Нет, всё же мёртвые блаженны,
раз околели, нотами обведены...
остекленели маленькие мысли
копается на дне у каждого души
вальс идиотов сочинив
давно
где сердцебиение - такт и метроном
по нотам отбивающий, когда мы все умрём
ImmunschwДche sehr positiv
Положительный иммунодефицит
Ей середина сорока,
на животе имеет шрам
от одного мексиканского мачете
пообещал жениться ей... вообще-то
как двум другим ещё шалавам
Разорван её парус,
Грудь акула-стерва искромсала
одним мексиканским мачете
наш плот - труп не отпетый
её родимого братца
Убегаем от шторма
и не умрём в лодке
благодаря одному мексиканскому мачете
мы плывем с проститутками этими
к погибшим от одиночества полного...
Ich sehe eine Sternenschnuppe
Я вижу падающую звезду...
освобожу чёрный маленький волос
из стада на моём колене,
в свой суп я его положу
что здесь есть теперь и что здесь будет после...
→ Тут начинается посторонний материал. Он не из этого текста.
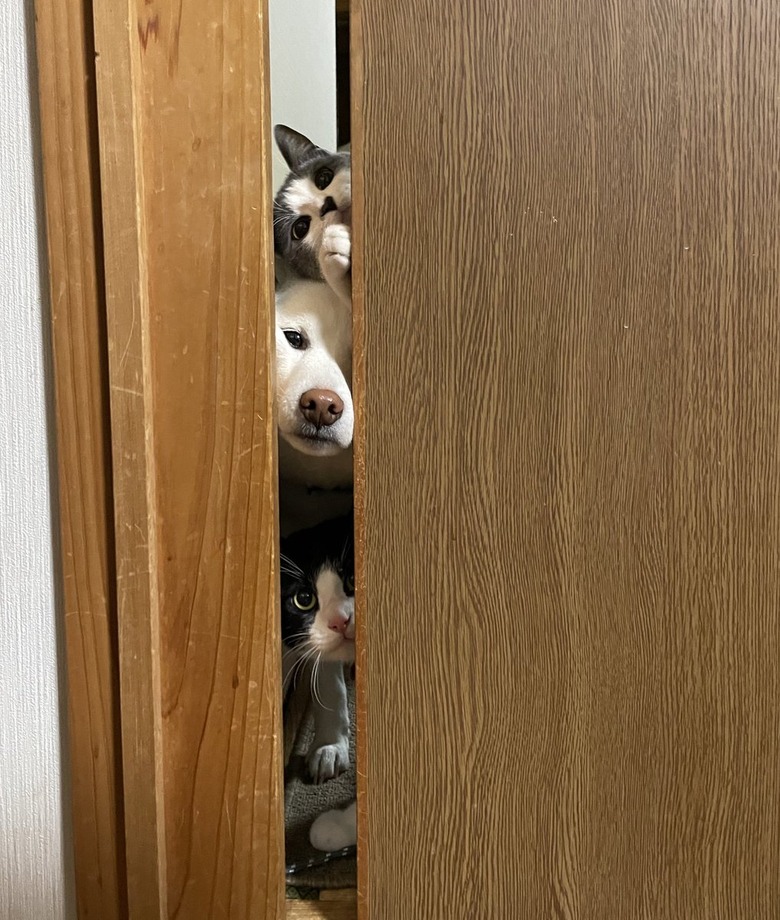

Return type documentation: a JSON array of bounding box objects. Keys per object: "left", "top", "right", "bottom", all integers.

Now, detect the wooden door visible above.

нет, ничего не будет, как было это прежде
Хорошая кислота плеснула, ты
чуть изменилась как-то сразу:
и только жесты дикие, и только грубые черты...
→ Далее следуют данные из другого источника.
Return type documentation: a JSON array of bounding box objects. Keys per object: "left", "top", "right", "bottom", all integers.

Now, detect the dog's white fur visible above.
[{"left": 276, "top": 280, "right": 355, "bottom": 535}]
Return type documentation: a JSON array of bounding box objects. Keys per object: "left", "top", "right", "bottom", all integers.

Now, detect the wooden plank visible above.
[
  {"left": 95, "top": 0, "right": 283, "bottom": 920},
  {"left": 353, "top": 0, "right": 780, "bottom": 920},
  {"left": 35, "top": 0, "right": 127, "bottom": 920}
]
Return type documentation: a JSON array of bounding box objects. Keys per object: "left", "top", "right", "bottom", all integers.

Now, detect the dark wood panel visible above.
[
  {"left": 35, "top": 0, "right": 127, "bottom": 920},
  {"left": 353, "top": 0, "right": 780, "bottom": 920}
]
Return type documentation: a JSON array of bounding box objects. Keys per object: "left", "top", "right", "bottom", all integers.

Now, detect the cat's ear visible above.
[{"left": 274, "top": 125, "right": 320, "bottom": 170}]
моя любимая, моя ты дорогая,
я пыль с картины этой до конца впиваю
Разорванный старенький парус - твоя плоть
бедная душа в свободном парении
кожа - комья глубоко вспаханной земли бренной
ручки без ногтей на пальцах, засохшая кровь...
Что здесь было и что это дало? Без сомненья,
слишком поздно для жалобы смиренной
Viva Andromeda
Да здравствует Андромеда!
(1)
Моя армия стоит в сверкающих доспехах
ах, десять тысяч розовых, нежных грёз,
украшенных лентами, флажками. Сам на белой
я лошади отважный пилот,
пионер в рассвете славы,
не ведаю ей горизонта я.
Здесь флот мой ждёт сигнала
который дам я, пожалуй, для
того, чтоб осрамить заветного врага!
Всё завоёвываю без всякого разбора -
в сраженьях лишь победы скорые я множу!
все боги мне всегда покорны
и в бранных доблестях, и на любовном ложе.
Их эхо радостью гремит,
в полёте отнимаю у врага
всё нажитое им добро и даже жизнь,
чтоб одарить тебя богатством сим сполна...
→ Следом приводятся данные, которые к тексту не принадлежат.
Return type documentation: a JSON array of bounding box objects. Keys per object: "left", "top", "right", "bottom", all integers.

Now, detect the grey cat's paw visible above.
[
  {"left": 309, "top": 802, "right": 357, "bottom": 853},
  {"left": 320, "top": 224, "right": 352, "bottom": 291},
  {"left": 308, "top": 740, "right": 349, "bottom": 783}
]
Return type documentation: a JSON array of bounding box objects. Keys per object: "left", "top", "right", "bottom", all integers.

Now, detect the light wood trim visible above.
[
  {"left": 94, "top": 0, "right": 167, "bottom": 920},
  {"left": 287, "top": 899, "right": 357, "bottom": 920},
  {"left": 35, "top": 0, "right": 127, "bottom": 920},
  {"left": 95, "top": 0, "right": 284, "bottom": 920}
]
Но только мне позволь, благослови на дерзкие дела.
И бился в жуткой схватке я с драконом,
и самые искристые у аспида были глаза
на тучной голове. Кольцом теперь нескромно
с его зрачком унизан палец у меня
как обещание, что будешь жить всегда
возможно под моею кровлей.
И только кровь его однажды тем была,
что запечатало твои уста, подобно крыльям
той стрекозы, для моего они ведь только рта!
Не стал купаться я в кишках его окаянных,
лишь после, словно бледное обернул полотно
искусно вокруг твоих бёдер стеклянных,
которым нужна так защита и ночью и днём,
и с каждым ударом томительным сердца
И я в одиночку в тебя направляю теперь
башню желания, камень за камнем, так нежно
страстных желаний земных до космоса вечных
Ты же позволь мне, любимая, только поверь.
Я могу тебя видеть, моя Андромеда!
Ты никогда не была так близка, как в эти лишь дни
Здесь и сейчас на моих глазах чудо рождалось и зрело,
и торжество праздника стремительно мчит!
Будет моею судьбою белая лошадь,
трубы гремят надо всеми шатрами полка,
провозглашают победу на все времена,
но снова пустуют и ярус и ложе.
Темнеет так быстро, хоть ночь ещё не пришла.